For media inquiries:

Rob Moysey
Communications Manager, Globalive
[email protected]

For investor inquiries:

Simon Lockie
Chief Corporate Officer
1-647-977-2727
[email protected] 

CAUTION REGARDING FORWARD-LOOKING INFORMATION

This news release contains forward-looking statements relating to the timing and completion of the proposed Transaction, the future operations of the Company and the Resulting Issuer, growth in hemp-derived products in Asia and Yooma’s ability to capitalize on such growth, and other statements that are not historical facts. Such forward-looking statements are often identified by terms such as “possible”, “if”, “will”, “subject to”, “believes”, “expected”, “intends”, “estimates”, “following”, “continuing to”, “anticipated” and similar expressions. All statements, other than statements of historical fact included in this release, including those noted above, are forward-looking statements that involve risks and uncertainties. There can be no assurance that such statements will prove to be accurate and actual results and future events could differ materially from those anticipated in such statements. Important factors that could cause actual results to differ materially from the Company’s expectations include
changes to Yooma or the Company’s business focus, strategic plan or capital requirements; changes in market, industry and regulatory conditions for Yooma or the Company; unexpected operating gains or losses in Yooma or the Company; a breakdown in the Company’s relationship with Yooma; the inability to satisfy the conditions precedent to complete the Transaction; the inability to obtain the necessary regulatory, shareholder and third-party approvals for the Transaction; competitors in the industry
and other risks as set out in the Company’s Filing Statement available on its SEDAR page at www.sedar.com
.

The reader is cautioned that assumptions used in the preparation of any forward-looking information may prove to be incorrect. Events or circumstances may cause actual results to differ materially from those predicted as a result of numerous known and unknown risks, uncertainties, and other factors, many of which are beyond the control of the Company. The Company cannot guarantee that any of the forward-looking statements contained in this press release will occur as disclosed herein or at all. The reader is cautioned not to place undue reliance on any forward-looking information.

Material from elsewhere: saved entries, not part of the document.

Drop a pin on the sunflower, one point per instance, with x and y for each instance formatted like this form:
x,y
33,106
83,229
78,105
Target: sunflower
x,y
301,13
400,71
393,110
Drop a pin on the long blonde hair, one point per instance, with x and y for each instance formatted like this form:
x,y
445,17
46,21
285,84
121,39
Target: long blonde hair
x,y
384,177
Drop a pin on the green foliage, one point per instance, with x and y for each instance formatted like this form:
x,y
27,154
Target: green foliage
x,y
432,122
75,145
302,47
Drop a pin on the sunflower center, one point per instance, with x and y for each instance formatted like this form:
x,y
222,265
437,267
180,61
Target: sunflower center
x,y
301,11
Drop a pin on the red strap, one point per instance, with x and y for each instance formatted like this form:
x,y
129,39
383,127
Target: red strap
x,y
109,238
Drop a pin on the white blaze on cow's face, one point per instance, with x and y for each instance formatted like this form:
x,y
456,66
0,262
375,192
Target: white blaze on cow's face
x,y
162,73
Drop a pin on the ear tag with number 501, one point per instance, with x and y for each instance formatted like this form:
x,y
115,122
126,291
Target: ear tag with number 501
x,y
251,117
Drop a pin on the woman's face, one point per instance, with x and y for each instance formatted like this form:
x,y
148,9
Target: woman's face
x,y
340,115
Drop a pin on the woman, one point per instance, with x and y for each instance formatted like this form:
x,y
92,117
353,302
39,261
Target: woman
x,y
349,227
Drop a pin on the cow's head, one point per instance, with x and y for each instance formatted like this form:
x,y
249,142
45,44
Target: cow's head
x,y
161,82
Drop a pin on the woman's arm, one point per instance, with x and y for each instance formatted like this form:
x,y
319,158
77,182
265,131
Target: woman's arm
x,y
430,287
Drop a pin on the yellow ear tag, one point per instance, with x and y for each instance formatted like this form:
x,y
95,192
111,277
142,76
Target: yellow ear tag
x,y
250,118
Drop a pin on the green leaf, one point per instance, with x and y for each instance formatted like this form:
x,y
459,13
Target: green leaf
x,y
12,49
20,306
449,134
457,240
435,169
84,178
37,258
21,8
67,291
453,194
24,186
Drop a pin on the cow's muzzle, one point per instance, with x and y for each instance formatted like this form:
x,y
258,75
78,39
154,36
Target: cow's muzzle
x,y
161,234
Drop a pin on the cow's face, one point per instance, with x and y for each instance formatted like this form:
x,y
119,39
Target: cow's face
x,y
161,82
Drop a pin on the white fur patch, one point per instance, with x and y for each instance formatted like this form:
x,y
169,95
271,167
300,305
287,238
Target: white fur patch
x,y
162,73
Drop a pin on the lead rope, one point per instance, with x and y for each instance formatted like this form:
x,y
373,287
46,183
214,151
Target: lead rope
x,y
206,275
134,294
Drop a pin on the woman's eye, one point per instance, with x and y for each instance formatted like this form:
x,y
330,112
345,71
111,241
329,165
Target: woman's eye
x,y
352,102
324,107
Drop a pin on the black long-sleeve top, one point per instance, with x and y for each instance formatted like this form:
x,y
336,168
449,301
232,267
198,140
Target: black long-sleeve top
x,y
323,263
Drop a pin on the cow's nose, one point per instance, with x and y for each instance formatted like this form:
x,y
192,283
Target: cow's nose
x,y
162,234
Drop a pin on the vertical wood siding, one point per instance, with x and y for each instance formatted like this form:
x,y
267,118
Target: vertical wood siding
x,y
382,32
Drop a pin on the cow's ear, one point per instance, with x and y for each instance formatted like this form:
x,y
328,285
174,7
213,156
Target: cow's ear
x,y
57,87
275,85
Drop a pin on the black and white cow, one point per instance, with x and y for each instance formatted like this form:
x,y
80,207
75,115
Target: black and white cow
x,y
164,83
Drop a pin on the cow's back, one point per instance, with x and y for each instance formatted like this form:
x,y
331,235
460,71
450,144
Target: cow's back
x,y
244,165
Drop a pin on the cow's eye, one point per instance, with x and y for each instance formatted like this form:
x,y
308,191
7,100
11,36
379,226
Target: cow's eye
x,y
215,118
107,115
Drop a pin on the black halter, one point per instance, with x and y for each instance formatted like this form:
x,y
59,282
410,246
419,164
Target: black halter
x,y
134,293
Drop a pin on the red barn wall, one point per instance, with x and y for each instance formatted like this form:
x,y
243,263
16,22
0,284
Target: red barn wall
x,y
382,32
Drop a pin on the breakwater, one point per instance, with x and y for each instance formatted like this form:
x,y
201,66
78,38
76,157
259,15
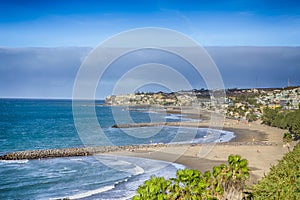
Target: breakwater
x,y
87,151
184,124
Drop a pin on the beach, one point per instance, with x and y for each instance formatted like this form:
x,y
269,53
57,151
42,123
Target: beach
x,y
261,145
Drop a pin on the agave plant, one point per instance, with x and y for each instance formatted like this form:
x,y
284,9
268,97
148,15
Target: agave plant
x,y
224,182
154,188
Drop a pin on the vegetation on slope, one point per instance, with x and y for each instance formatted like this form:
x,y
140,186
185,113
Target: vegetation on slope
x,y
224,182
283,119
283,181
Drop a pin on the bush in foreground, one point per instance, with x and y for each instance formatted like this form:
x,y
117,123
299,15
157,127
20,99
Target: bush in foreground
x,y
224,182
283,181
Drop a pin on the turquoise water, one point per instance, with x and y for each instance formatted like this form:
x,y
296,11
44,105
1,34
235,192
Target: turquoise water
x,y
44,124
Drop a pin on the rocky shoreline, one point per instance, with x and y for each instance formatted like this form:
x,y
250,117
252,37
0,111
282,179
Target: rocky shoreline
x,y
88,151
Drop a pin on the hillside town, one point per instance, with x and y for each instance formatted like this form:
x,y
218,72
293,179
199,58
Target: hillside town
x,y
243,104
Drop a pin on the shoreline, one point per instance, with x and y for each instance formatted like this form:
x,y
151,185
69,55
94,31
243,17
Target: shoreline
x,y
261,145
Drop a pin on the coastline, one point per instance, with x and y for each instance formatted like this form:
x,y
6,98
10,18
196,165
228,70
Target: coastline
x,y
261,145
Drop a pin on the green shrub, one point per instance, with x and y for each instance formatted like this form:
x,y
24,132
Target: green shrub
x,y
225,181
287,137
283,181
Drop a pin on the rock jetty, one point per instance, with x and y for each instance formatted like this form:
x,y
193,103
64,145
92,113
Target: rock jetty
x,y
185,124
53,153
87,151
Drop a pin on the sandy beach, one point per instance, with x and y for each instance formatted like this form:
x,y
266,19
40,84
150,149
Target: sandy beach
x,y
261,145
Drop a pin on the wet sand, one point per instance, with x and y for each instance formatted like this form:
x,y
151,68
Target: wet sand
x,y
261,145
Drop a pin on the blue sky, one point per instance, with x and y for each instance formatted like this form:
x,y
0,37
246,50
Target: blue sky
x,y
43,43
86,23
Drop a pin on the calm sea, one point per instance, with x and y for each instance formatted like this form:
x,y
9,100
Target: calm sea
x,y
43,124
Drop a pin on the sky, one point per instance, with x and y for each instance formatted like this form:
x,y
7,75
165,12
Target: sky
x,y
86,23
254,43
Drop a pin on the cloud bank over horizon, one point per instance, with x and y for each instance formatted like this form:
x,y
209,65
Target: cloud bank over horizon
x,y
50,72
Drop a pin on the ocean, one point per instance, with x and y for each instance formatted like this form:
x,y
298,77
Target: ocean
x,y
27,124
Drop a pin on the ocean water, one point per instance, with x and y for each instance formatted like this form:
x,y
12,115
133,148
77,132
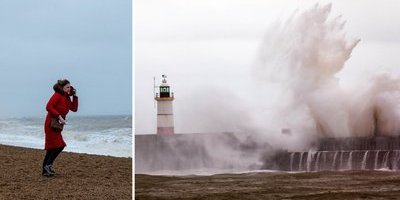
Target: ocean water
x,y
100,135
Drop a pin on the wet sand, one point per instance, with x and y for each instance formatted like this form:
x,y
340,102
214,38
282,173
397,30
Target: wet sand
x,y
272,185
79,176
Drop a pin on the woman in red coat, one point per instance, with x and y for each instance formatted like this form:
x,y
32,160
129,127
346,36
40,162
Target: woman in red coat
x,y
58,107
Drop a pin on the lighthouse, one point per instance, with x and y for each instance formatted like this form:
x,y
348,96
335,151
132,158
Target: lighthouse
x,y
165,114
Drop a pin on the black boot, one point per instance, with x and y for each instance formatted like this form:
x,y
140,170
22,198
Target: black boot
x,y
46,171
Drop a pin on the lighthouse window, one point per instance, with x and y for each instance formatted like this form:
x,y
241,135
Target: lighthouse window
x,y
164,89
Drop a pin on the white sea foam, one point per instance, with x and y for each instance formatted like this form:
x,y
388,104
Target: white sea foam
x,y
100,135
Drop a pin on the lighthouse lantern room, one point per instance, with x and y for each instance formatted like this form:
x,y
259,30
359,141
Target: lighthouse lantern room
x,y
165,115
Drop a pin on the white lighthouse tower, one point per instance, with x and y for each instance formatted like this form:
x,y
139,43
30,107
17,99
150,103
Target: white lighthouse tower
x,y
165,114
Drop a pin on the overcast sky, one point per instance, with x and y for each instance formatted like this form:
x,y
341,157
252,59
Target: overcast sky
x,y
88,42
214,43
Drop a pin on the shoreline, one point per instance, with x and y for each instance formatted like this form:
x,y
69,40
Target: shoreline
x,y
92,154
272,185
79,175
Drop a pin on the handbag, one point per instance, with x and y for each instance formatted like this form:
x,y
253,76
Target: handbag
x,y
55,124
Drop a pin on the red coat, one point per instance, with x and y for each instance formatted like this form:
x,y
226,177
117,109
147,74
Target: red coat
x,y
58,104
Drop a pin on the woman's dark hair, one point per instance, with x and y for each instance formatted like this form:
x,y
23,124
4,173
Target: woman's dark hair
x,y
58,87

Such information, although considered reasonable by management at the time of preparation, may prove to be incorrect and actual results may differ materially from those anticipated. Forward-looking statements contained in this news release are expressly qualified by this cautionary statement. The forward-looking statements contained in this news release are made as of the date of this news release and the Company will only update or revise publicly the included forward-looking statements as expressly required by Canadian securities law.

This news release does not constitute an offer to sell or a solicitation of an offer to buy any of the securities of the Company, Yooma, or the Resulting Issuer in either Canada or the United States. The securities of such entities have not been and will not be registered under the United States Securities Act of 1933, as amended (the “

US Securities Act

”), or any state securities laws and may not be offered or sold within the United States or to U.S. Persons unless registered under the US Securities Act and applicable state securities laws or an exemption from such registration is available.  

Neither the Exchange nor its Regulation Services Provider (as that term is defined in the policies of the Exchange) accepts responsibility for the adequacy or accuracy of this release.